USA HRC Spot Prices Breach The $1,100/ton Mark
Spot prices for US-made hot-rolled coil breached the $1,100 per ton level early this week based on WSD’s canvassing of buyers and sellers in the market, even as most planned mill outages have ended. Lead times are at eight to nine weeks, according to market participants as spot availability is still limited, they noted.
Market sources pegged spot prices for average-size tonnage transactions at $1,095-$1,105 on Tuesday, depending on the mill. In fact, Nucor raised its Consumer Spot Price (CSP) for HRC from mills other than CSI to $1,105 per ton on Monday—a $10 hike from last week. The CSI price was also increased by $10 to $1,155 per ton for the western US.

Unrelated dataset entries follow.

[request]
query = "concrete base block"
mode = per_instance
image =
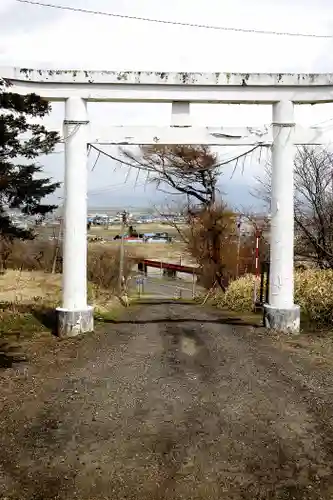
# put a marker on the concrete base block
(283, 320)
(71, 323)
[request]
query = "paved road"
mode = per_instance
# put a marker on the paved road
(174, 402)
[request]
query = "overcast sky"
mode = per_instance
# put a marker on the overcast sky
(33, 36)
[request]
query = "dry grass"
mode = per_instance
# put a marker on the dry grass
(25, 287)
(29, 292)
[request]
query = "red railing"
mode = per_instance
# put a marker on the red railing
(171, 267)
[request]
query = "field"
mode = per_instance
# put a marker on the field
(113, 230)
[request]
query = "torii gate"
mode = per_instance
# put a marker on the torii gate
(281, 91)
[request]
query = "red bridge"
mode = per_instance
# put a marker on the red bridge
(172, 268)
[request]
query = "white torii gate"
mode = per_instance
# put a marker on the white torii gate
(77, 88)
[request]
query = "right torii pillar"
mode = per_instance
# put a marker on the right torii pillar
(281, 313)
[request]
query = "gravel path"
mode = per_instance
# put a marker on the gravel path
(174, 402)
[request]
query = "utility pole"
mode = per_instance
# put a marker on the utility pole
(239, 224)
(122, 251)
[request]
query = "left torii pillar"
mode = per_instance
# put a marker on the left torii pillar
(75, 316)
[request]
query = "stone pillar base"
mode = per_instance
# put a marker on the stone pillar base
(283, 320)
(71, 323)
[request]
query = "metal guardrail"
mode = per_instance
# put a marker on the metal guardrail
(264, 285)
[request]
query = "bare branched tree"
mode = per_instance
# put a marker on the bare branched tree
(313, 202)
(192, 171)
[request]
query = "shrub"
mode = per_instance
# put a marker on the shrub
(36, 255)
(313, 292)
(239, 294)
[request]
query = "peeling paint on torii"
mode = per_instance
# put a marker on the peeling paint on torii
(76, 87)
(150, 86)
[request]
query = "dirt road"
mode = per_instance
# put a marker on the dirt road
(173, 402)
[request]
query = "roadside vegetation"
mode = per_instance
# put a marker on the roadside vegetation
(30, 284)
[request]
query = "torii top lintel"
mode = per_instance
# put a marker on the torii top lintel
(151, 86)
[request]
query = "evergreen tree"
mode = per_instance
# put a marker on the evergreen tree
(22, 185)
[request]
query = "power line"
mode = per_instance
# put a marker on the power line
(175, 23)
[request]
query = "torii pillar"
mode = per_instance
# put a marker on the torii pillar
(281, 313)
(75, 316)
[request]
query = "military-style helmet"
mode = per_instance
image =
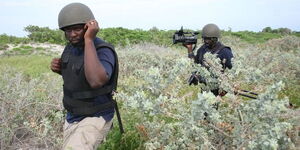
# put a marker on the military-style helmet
(74, 13)
(211, 30)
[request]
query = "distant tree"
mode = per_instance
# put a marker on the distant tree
(44, 34)
(267, 29)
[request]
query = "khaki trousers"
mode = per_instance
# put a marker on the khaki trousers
(86, 134)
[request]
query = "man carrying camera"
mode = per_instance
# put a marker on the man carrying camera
(210, 36)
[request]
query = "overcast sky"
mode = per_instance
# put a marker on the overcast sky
(237, 15)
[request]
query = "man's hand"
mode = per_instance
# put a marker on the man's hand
(188, 46)
(56, 65)
(92, 29)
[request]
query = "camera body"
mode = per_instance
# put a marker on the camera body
(185, 37)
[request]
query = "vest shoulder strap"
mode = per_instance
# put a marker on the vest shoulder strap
(106, 89)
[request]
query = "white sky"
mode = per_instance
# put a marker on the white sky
(239, 15)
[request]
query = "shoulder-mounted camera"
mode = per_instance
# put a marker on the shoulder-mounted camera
(185, 37)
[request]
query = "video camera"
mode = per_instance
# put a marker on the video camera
(185, 37)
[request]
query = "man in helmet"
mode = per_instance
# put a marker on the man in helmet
(89, 68)
(210, 36)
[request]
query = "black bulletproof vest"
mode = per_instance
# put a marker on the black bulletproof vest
(78, 95)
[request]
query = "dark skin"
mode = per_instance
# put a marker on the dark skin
(78, 35)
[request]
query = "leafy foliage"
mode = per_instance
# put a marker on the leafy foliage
(159, 109)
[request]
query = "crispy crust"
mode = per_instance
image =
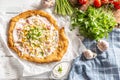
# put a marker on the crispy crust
(62, 44)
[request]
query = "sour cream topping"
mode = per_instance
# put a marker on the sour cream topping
(35, 36)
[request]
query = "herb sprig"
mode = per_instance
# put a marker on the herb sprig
(93, 23)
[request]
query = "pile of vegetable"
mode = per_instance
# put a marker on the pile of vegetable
(94, 23)
(63, 7)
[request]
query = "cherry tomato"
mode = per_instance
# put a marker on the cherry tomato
(97, 3)
(82, 2)
(111, 1)
(104, 1)
(116, 4)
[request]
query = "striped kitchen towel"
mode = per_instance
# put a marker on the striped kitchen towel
(106, 66)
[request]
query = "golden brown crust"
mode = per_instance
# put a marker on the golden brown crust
(62, 44)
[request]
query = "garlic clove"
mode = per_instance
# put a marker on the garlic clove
(102, 45)
(88, 54)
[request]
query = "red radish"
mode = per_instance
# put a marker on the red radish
(82, 2)
(104, 1)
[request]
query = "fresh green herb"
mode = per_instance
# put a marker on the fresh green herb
(33, 33)
(93, 23)
(60, 69)
(63, 7)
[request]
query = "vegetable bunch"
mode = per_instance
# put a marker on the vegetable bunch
(94, 23)
(63, 7)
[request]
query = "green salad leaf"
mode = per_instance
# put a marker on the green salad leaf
(95, 23)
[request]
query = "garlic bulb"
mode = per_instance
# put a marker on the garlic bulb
(48, 3)
(102, 45)
(88, 54)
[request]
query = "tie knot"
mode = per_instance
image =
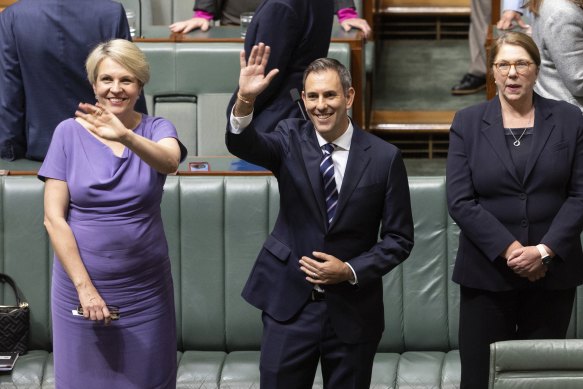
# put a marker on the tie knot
(328, 148)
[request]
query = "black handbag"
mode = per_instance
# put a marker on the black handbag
(14, 322)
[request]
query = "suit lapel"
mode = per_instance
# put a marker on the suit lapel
(543, 127)
(312, 156)
(493, 130)
(358, 160)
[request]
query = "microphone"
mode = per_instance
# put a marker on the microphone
(296, 99)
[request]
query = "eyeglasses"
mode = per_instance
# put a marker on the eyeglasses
(521, 67)
(113, 311)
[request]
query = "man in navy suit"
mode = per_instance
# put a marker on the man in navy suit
(318, 277)
(43, 47)
(298, 32)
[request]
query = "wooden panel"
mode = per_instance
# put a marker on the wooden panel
(425, 3)
(411, 121)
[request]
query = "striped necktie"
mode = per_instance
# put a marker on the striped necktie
(330, 190)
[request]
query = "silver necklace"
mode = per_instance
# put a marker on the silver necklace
(517, 141)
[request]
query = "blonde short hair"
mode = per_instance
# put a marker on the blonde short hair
(122, 51)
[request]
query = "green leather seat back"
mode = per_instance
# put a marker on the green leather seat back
(26, 256)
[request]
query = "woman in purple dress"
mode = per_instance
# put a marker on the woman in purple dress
(104, 173)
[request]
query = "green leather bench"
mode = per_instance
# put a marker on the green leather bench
(191, 84)
(215, 227)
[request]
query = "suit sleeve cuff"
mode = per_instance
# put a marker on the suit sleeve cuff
(238, 124)
(203, 14)
(355, 281)
(346, 13)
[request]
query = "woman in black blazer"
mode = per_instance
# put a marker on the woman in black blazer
(515, 188)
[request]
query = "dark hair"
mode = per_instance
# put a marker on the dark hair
(122, 51)
(517, 39)
(323, 64)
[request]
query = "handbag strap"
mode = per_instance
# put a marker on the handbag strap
(7, 279)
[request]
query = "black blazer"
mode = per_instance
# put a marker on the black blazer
(298, 32)
(493, 207)
(374, 193)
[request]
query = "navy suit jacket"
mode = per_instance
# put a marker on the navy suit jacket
(374, 193)
(298, 32)
(43, 48)
(494, 207)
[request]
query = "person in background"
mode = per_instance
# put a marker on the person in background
(318, 277)
(43, 47)
(481, 14)
(557, 29)
(104, 175)
(307, 26)
(515, 189)
(228, 11)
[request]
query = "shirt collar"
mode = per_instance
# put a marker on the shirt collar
(342, 142)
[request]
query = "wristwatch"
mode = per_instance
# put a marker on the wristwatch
(546, 259)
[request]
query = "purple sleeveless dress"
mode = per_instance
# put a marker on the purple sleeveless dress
(115, 215)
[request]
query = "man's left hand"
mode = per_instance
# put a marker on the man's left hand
(325, 269)
(357, 23)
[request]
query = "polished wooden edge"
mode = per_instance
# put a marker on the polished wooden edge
(424, 10)
(408, 128)
(6, 172)
(225, 173)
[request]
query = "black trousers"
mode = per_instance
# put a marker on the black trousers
(290, 352)
(487, 317)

“The spot market tightness persists,” a Midwest service center buyer said, “so we’re just filling in as best we can.”
A steel distributor in the southern US told WSD that he’s seeing stronger activity from some key manufacturing segments. “Transportation equipment, energy and certain machinery business has been really good lately,” he said.
Market confidence continues to be extremely positive through the summer, based on positions being taken on the CME HRC futures contracts.
Settlements Monday for the CME’s June through November monthly contracts were all well above $1,100 per ton—with August and September even closer to $1,200/ton ($1,188 and $1,182, respectively.) August and September also saw the most volume (278 and 202 lots, respectively.)
Meanwhile, June’s ferrous scrap buying period started Monday June 1. Most scrap market players told WSD they anticipate sideways pricing for prime grades.
“Everybody’s cooking in this market, right now,” a steel trader said.